You can install the pip packages and datasets using the following command.

```bash
make install_depends
```

Generating augmentation is slow. We use a caching mechanism to leverage previously generated augmentations for each test input to speed up experiments. You can fill the cache using the following command. The cache wil otherwise automatically begin populating otherwise.

```bash
make download_rewrites_cache
```

And clear the cache with:
```bash
make clear_rewrites_cache
```

## Run Experiments

You can iterate through the main results using the following commands.

```bash
make main_results_async # split across all GPUs (Recommended)
make main_results_sync # Single-GPU setup
```

`Makefile` contains multiple other preset experiment configurations and shows examples of various command line arguments.

# Acknowledgments

We are grateful to EleutherAI for permitting access to their compute resources for initial experiments.

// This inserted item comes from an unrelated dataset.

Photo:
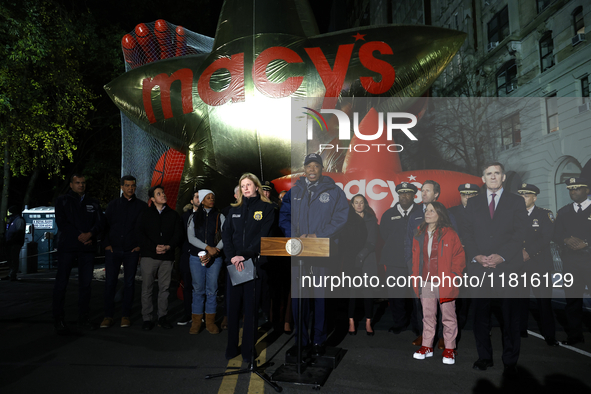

The welcome and open research community on the EleutherAI Discord was especially helpful for the literature review, debugging PyTorch issues, and information necessary to conduct the parameter count ablation experiment (Appendix A.2). In particular, we would like to thank Stella Biderman, Nora Belrose, and Hailey Schoelkopf.

Lydia O’Brien provided copy editing and feedback on figure design and engaged in extensive discussions that
shaped the direction of this project.

M. Ghassemi’s work is supported in part by Quanta Computing and the Gordon and Betty Moore Foundation. The research of J. Mendez-Mendez is funded by an MIT-IBM Distinguished Postdoctoral Fellowship.